Depuis que les hommes ont eu le loisir de se retourner sur ce qu’ils étaient, d’enquêter sur l’origine des gestes qui les commandaient, des paroles qui les liaient, des songes qui les hantaient, il leur est revenu, à l’écart du tumulte, dans les replis de la solitude, de s’inventer eux-mêmes, d’être les auteurs de leur propre destin.
L’invention de l’auteur, c’est l’invention de soi. Ce n’est pas seulement l’acte de jeter sur le papier les figures qu’on porte en soi comme une semence incertaine ; c’est, plus rudement, plus gravement, l’effort de desserrer l’étau des forces obscures, sociales, héréditaires, qui nous plient à leur forme et à leur loi.

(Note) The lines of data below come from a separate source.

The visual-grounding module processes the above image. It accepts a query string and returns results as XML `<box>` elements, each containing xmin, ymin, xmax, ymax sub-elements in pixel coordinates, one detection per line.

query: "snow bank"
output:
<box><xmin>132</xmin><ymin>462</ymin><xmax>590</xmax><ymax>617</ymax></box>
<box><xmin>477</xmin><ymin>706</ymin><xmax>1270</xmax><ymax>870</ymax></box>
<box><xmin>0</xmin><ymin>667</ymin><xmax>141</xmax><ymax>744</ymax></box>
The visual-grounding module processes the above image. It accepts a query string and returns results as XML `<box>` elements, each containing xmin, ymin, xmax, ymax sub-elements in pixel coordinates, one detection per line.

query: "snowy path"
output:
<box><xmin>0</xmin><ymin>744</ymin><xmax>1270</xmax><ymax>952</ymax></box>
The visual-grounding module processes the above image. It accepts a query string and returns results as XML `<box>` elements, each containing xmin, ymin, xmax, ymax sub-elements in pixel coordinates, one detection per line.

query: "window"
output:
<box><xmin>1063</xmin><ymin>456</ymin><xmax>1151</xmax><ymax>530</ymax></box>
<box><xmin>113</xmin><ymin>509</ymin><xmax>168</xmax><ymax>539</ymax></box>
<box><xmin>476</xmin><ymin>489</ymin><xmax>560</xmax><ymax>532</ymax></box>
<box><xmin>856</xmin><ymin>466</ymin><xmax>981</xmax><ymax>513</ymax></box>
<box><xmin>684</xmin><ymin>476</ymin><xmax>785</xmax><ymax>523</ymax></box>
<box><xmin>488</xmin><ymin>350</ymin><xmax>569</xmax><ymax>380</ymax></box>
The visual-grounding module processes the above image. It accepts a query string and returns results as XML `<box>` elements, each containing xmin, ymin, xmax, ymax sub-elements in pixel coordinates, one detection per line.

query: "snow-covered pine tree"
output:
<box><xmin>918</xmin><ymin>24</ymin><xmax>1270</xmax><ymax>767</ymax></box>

Etre auteur, dans ce sens-là, c’est refuser l’assujettissement silencieux aux histoires déjà racontées, aux rôles déjà distribués. C’est tirer de la mélée confuse des influences et des injonctions un chemin singulier, infime peut-être, mais néanmoins nôtre.
C’est, dans les ruines accumulées du passé, retrouver l’impulsion fragile, éphémère, mais entêtée, qui fait que, contre le poids des coutumes, des espérances prêt-à-porter, des peurs communes, on se met debout, on profère sa parole, on trace, même chancelant, une ligne qui ne doit rien à personne.
C’est un labeur sans garantie, sans applaudissements assurés, sans même la certitude de n’avoir pas manqué son propos. Mais il n’est pas d’autre grandeur pour qui veut, un jour, ne pas avoir entièrement trahi ce qu’il pressentait, confusément, au fond de lui, avant que le monde, ses urgences, ses ordres, ses mirages, ne viennent tout ensevelir.
L’invention de l’auteur, c’est l’exercice quotidien, inlassable, de la vérité, à même l’obscurité, contre la tentation du renoncement, de la reddition, de la complaisance.
C’est le travail, infime mais indestructible, par lequel une conscience humaine tente, même à son insu, de demeurer fidèle au peu d’évidence que l’existence lui a confiée.